Born in 1920 in Geneva, Knie was the fifth generation of his family to belong to the Knie circus troupe.
As a child, Fredy Knie Sr quickly won a reputation for his work with horses. Aged nine, he received his first horse, a Hanover stallion named “Excellence” as a birthday gift from his father.
By the age of 12, he was presented to Queen Astrid and the future King Leopold of Belgium, after becoming the youngest rider in the so-called haute école – the prancing style associated with the Royal Lipizzan stallions of Vienna’s Spanish Riding School.
He later received a string of awards for his circus act, and earned the respect of horse specialists for his dressage skills outside the ring.
Knie served as a director of the family circus for 50 years, starting in 1941 when he and his younger brother, Rolf, an elephant trainer, inherited the leadership. Rolf died in 1997, aged 75.
Show goes on
Fredy Knie Jr, his eldest son and likewise a horse trainer, currently runs the circus alongside Rolf Knie’s son Franco.
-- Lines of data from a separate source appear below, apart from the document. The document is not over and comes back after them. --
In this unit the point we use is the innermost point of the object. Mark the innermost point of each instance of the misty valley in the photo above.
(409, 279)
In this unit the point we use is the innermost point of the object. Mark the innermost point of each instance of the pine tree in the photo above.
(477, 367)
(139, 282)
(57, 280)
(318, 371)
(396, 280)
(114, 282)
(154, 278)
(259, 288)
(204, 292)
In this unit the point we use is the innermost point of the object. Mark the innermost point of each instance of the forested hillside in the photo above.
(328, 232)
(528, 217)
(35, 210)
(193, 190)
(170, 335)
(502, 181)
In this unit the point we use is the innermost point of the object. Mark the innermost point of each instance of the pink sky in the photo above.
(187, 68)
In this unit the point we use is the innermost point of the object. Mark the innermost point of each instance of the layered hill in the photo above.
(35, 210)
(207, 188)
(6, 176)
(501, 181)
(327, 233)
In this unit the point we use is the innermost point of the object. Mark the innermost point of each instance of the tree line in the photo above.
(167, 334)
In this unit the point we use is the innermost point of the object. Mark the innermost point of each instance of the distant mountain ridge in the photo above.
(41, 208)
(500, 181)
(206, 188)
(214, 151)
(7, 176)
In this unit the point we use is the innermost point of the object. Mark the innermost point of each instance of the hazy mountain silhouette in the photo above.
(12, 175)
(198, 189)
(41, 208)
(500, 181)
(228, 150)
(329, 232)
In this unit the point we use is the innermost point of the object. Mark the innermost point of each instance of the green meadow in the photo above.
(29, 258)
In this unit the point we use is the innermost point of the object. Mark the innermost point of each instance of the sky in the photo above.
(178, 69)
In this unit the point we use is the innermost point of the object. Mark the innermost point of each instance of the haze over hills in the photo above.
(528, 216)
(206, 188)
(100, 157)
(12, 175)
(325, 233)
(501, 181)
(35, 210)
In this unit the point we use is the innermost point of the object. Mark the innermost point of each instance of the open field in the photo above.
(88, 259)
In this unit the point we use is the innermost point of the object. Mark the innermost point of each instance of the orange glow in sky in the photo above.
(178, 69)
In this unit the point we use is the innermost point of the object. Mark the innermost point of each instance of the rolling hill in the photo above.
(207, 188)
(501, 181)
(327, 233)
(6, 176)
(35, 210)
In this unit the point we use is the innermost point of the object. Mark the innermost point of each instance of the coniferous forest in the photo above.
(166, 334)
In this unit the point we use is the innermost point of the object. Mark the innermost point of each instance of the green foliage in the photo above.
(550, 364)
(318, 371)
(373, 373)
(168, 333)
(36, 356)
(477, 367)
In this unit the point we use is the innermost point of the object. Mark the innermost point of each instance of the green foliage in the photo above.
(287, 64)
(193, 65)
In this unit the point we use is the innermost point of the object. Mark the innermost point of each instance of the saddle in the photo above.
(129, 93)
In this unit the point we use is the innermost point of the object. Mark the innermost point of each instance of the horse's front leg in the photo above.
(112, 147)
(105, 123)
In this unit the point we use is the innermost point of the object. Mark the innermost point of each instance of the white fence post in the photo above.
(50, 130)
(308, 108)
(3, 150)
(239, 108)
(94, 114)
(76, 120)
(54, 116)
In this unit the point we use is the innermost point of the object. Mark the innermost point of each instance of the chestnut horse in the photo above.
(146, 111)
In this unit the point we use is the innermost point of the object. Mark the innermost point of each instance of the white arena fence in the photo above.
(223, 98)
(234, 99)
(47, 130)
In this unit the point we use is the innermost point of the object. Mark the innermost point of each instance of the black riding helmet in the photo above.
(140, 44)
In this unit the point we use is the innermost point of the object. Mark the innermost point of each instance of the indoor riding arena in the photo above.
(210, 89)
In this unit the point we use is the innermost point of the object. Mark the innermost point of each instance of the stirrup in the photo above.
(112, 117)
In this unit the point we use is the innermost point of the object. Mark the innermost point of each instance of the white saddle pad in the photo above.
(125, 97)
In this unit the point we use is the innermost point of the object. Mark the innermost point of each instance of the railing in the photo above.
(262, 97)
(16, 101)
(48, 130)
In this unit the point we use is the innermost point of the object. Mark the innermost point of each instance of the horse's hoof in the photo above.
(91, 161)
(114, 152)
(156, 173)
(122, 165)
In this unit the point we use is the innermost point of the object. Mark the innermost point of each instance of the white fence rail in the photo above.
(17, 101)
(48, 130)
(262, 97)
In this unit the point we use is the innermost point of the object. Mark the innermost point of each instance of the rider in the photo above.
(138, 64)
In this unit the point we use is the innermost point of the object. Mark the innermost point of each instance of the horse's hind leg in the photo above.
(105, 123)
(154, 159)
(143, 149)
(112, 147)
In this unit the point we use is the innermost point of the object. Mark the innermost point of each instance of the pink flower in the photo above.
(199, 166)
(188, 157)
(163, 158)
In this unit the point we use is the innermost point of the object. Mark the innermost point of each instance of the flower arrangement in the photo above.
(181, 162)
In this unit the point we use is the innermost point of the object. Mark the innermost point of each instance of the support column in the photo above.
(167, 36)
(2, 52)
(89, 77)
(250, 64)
Fredy Knie Sr’s other son, also called Rolf, a clown and animal trainer at the circus, is also an artist and film-maker.
No details of funeral arrangements were immediately available. A spokesman said that the Knie circus, currently on a Swiss tour, would honour show business tradition and continue its schedule without interruption, despite the death.
The Knie circus, which is celebrating its bicentenary, was founded by Friedrich Knie in Vienna in 1803 as the Artistes and Tightrope-walkers Society . The medical student-turned-entertainer was the son of a physician to Austria’s Empress Maria-Theresa.
The name was changed in 1919 to the Knie Brothers’ Swiss National Circus when Knie Sr’s father, Frederic, was one of four brothers to take it over.
swissinfo with agencies
The Knie family has run a circus since 1803.
Fredy Knie Sr was the fifth generation of the family to oversee the circus, a tradition that continues to this day.
The circus is currently on its 85th national tour, spending 241 days on the road.
It has announced that, as is the tradition, the show will go despite Fredy Knie’s death.